By Stephanie Buehler, Psy.D.
Whether you've been with your partner three years or 30 years, you've probably noticed that sexual curiosity and interest have dwindled. Most people know that this is natural. After all--for better or worse--you have other things to do and think about besides sex when you've been together for a long time.
Sadly, some people think that dwindling passion means that something is wrong in the relationship. That's a mistake. What it really means is that it's time to do something different. As in Part I of "Passionate Sex Forever," here are some vital ways to keep sex hot year after year.
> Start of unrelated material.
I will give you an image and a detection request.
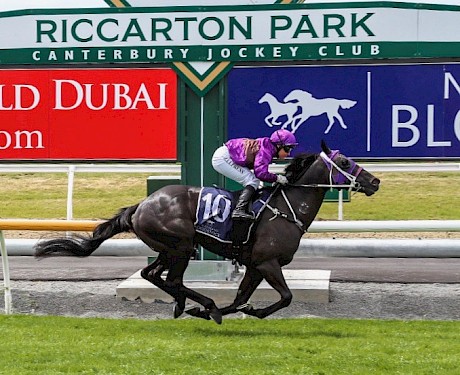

An absolute requirement is that you make sure that sex is an important part of your relationship. Now, partners sometimes differ in just how important sex is; to one partner, it's the whole point of a relationship, to another it's only a small piece of being together.
But that doesn't matter. What's critical is that you decide together that spending time making love keeps your relationship lively. Don't sit around waiting for sparks to spontaneously fly, either. After all, if you have tickets to a ball game or a concert, you don't look forward to it any less, do you? So schedule time for sex--really show that it's a priority.
And don't forget to flirt. One couple I know has a long-standing joke. The husband is always interested in sex, the wife not so much. He frequently asks for sex, and sometimes she does say, "Not now." Five minutes later, he'll ask, "Now?" Then 10 minutes later: "Now?" Then 12 hours later. Then a day later. Fortunately, she gets the joke and chuckles along. But the fact that he's flirting with her by letting her know how often he's interested in making love to her keeps the connection going. Can you think of a flirty little routine that the two of you could use to keep things warm until you can make time to make love?
Affection is another important part of keeping sex at the forefront of a long-term relationship. Many people complain that their partner, once cuddly and available, has become distant. They feel lucky to get a peck on the cheek. So hold hands when you watch TV. Give each other a real hug in the morning after you've taken a shower. Put your arms around each other when you're walking in the mall. Then it won't feel so awkward when you find your way between the sheets.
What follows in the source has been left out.